Set up local waveform archiving

You will …

  • Set up slarchive with its necessary bindings

  • Set up purge_datafiles in crontab

Pre-requisites for this tutorial:

Afterwards/Results/Outcomes:

  • Save real-time data in a local archive for later processing.

  • See miniSEED day files for GE stations in your local waveform archive.

Time range estimate:

  • 5 minutes

Related tutorial(s):


Motivation: Without activating archiving, your local Seedlink server will only keep waveforms for a short time. This makes it hard to review old events, for example.

In this example, we’ll arrange for keeping waveforms for one week. Before starting, you’ll need bindings for your stations; see the tutorials Add real-time stations from GEOFON or Get real-time data from a remote Seedlink server (single station).

The slarchive collects data and archives it locally using a SDS file system structure of nested subdirectories and systematically named files.

In scconfig

  1. Under the Modules tab, go to Acquisition, and select slarchive. Here you can see the default parameters used. By default, slarchive connects to your local Seedlink server, and archives to your local disk.
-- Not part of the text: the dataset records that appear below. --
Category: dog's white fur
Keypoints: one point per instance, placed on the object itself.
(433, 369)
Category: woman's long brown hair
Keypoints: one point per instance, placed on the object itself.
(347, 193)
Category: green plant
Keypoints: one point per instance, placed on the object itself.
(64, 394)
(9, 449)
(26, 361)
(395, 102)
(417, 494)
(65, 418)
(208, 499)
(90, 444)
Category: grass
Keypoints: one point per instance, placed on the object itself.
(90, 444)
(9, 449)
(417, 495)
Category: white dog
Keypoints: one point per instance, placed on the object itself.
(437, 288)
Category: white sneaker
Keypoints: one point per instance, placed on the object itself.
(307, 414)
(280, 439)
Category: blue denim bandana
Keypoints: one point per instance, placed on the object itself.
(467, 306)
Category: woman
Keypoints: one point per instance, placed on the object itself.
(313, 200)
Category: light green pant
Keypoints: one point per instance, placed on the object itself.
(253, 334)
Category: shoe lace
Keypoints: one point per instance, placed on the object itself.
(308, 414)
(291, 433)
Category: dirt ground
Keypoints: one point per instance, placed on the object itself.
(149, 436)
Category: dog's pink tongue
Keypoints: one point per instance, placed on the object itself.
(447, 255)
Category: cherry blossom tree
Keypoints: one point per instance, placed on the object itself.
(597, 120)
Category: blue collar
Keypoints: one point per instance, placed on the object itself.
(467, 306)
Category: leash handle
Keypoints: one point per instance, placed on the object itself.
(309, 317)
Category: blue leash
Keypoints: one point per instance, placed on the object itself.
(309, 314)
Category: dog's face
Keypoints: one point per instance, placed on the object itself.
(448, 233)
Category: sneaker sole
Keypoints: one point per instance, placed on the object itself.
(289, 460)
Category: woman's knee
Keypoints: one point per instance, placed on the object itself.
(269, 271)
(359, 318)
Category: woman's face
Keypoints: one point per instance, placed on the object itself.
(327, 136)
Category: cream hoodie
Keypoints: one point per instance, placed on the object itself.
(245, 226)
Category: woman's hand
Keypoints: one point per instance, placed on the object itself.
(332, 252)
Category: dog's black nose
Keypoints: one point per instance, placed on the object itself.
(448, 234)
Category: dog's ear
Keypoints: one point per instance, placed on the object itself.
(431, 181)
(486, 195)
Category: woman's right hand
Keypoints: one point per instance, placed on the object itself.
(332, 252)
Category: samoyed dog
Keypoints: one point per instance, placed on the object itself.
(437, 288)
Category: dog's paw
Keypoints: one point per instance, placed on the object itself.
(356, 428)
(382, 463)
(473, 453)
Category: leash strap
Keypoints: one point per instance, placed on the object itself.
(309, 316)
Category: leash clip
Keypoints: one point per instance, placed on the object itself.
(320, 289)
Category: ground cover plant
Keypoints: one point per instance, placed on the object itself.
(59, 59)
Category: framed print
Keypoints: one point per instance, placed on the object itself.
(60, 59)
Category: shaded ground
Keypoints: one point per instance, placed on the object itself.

  2. Under the System tab, select the line for slarchive, and click “Enable module(s)” button at the top.

  3. Under Bindings: On RHS right-click “slarchive” to add an slarchive profile. Name it ‘week’, to keep waveforms for 7 days, and click ‘Ok’. The new profile appears in the (bottom right corner of scconfig. Double click on the profile to open its settings. Unlock the box labeled “keep”, and change the default from 30 to 7.

    Once you have a binding profile, drag it over all the stations it should apply to, under “Networks” on the left-hand side of the bindings tool.

Warning

The name ‘week’ is just a label. Its functionality comes from changing the value of the keep parameter. Changing the name of a binding profile does not change its function.

Note

You can also choose which channels should be archived, using the “selectors” box. For instance, you may collect data at several sample rates, and only wish to archive the highest rate. If you collect LH, BH, HH streams at 0.1, 20, and 100 samples per second, respectively, you might retain only the HH streams, by setting “selectors” to “HH”.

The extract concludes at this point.